A medical negligence case out of Wisconsin last week provides an interesting look at the varying and subjective ways to determine the admissibility of expert witness testimony.
Seifert v. Balink, M.D. concerned an obstetrician, Dr. Kay Balink, who was sued and found liable for medical negligence in the delivery of the Seifert family’s child. Kimberly Seifert’s baby faced complications during delivery due to shoulder dystocia – basically, when a baby’s shoulder gets stuck – and in spite of Dr. Balink’s attempts to complete delivery without incident, the baby was born with a permanent brachial plexus injury, which limits arm functioning.
The Seiferts alleged medical negligence for several reasons, including Dr. Balink’s choice of prenatal tests and ultrasounds, underestimation of the baby’s weight, and use of a vacuum device during delivery. The family won their initial jury trial, but Dr. Balink appealed to the Wisconsin State Supreme Court on grounds that the plaintiff’s expert witness, an obstetrician as well, “based his opinions on personal experience rather than generally accepted standards and medical literature in the area of obstetrics.” This is essentially a question of whether the expert witness testimony was considered reliable under the Daubert reliability standard, which governs admissibility.
Here’s where it gets interesting. The State Supreme Court upheld the original verdict, agreeing that the circuit court judge properly admitted the expert testimony. But the decision was not unanimous. Five judges concurred that the expert was in fact reliable, while two dissented, but the five agreeing judges delivered three different opinions as to why they made their decisions.
The expert witness in question, Dr. Jeffrey Wener, is a certified OB-GYN in Chicago who has delivered up to 8,000 babies over a 36-year career and chaired the OB-GYN department of a hospital for 20 years. He said that he has seen up to 40 instances of shoulder dystocia, and testified that Dr. Balink did not meet acceptable standards of care in this case.
No one challenged Dr. Wener’s credentials as a physician. What came under scrutiny was that he based his expert witness testimony on his own personal experiences. The defendant, Dr. Balink, cited the Daubert reliability standard, which says that expert witness testimony is admissible if the testimony is “the product of reliable principles and methods, and the witness has applied the principles and methods reliably to the facts of the case.” She argued that personal clinical experience does not equate to generally accepted medical standards.
As mentioned above, the court disagreed. Justice Shirley Abrahamson delivered the lead opinion, in which she asserted that “experience-based expert evidence may pass muster as a method under the reliability requirement. An expert cannot establish that a fact is generally accepted merely by saying so… [but] case law teaches that Daubert’s role of ensuring that the courtroom door remains closed to junk science is not served by excluding medical expert testimony that is supported by extensive relevant medical experience.” She also, as mentioned by the State Bar of Wisconsin article, “noted that medical decision-making is not a strict application of science… If a physician has enough knowledge and experience to form an expert opinion, that expert opinion can be considered reliable.”
If you’ll allow me to insert my two cents: I agree. Hear, hear, Justice Abrahamson.

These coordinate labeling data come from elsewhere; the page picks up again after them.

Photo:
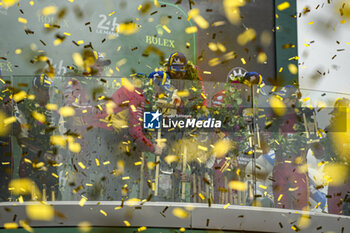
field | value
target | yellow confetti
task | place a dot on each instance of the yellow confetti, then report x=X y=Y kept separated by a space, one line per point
x=283 y=6
x=84 y=227
x=40 y=212
x=81 y=165
x=278 y=106
x=190 y=30
x=58 y=140
x=127 y=84
x=19 y=96
x=221 y=148
x=165 y=27
x=82 y=201
x=67 y=111
x=39 y=117
x=51 y=107
x=10 y=225
x=8 y=3
x=49 y=10
x=127 y=28
x=180 y=213
x=246 y=36
x=22 y=20
x=237 y=185
x=293 y=69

Four of her fellow judges concurred, but two felt compelled to write separate opinions clarifying their positions. Justice Ziegler stated that “the lengthy lead opinion does not adequately guide trial courts with regard to how they should apply Wis. Stat. § 907.02 .” She said that the Balink case was a “close call” and that “a best practice for trial courts and counsel is to create a detailed, complete record regarding why any particular expert’s testimony meets the heightened scrutiny” of the Daubert reliability standard.

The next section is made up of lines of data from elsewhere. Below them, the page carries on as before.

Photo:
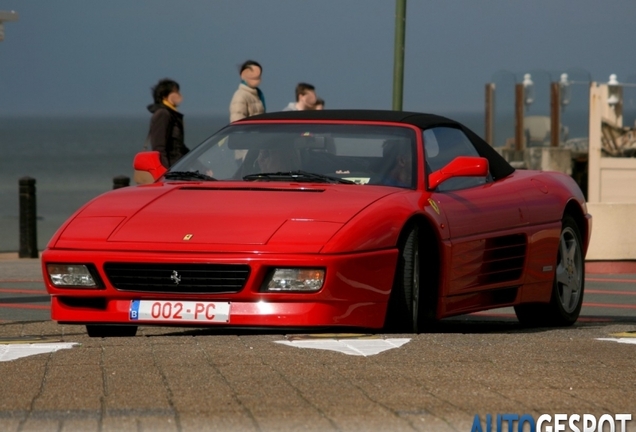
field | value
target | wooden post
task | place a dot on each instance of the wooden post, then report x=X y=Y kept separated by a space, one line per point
x=555 y=114
x=28 y=219
x=519 y=101
x=489 y=129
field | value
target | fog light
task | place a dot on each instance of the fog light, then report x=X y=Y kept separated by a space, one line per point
x=70 y=275
x=305 y=280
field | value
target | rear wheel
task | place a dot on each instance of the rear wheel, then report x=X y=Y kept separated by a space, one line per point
x=404 y=303
x=111 y=331
x=567 y=289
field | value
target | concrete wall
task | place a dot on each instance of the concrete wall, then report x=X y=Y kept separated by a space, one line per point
x=613 y=231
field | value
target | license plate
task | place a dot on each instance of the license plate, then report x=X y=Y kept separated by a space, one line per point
x=179 y=311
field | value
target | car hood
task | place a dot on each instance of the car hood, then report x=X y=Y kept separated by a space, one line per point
x=197 y=217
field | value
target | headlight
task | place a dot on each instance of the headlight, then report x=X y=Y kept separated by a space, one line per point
x=299 y=279
x=71 y=275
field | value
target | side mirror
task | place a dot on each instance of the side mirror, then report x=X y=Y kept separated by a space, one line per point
x=148 y=168
x=461 y=166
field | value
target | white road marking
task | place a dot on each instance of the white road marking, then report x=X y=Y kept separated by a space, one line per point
x=620 y=340
x=16 y=351
x=359 y=347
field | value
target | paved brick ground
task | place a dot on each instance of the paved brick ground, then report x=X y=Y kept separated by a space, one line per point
x=175 y=379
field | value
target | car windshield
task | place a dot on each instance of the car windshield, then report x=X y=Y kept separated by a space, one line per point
x=323 y=153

I agree with Justice Ziegler’s sentiment as well. Standards like Daubert require meticulous proof that an expert is, indeed, an expert. This is one of many reasons why the expert witness selection process is so critical, and why a service like ECS can be so beneficial to attorneys who need to ensure the credibility and reliability of their witnesses.
Finally, Justice Gableman, joined by Chief Justice Patience Roggensack, wrote separately to further elucidate how he reached his decision. For these justices, the framework for establishing reliability is quite simple. “Dr. Wener had a reliable method of determining the standard of care applicable to this case because of his experience. His conclusion that Dr. Balink breached that standard of care logically follows from that method.”

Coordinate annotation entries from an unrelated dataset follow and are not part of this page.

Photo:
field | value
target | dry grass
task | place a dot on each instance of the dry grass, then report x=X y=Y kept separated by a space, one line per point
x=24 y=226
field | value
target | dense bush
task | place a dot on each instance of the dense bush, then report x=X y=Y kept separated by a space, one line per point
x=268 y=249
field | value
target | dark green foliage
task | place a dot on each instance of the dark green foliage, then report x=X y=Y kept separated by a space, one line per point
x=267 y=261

For their parts, Justices Kelly and Bradley concluded that Dr. Wener’s testimony did not meet the requirements set forth by Daubert, and that credentials do not translate to standards. “Instead of determining whether Dr. Wener was qualified to discover and describe the proper standard of medical care,” Kelly rather tersely writes, “we found that he is the standard of medical care.” This time, I can’t say I agree.
This case offers a fascinating look at how seven different judges interpret a single standard in a very real, and likely common, scenario. This insight is particularly helpful given the popularity of the Daubert standard for determining expert witness reliability around the country. What, under the law, qualifies as expertise? Sometimes experience alone is enough, but sometimes it’s not. The key is for you – and your expert – to know the difference.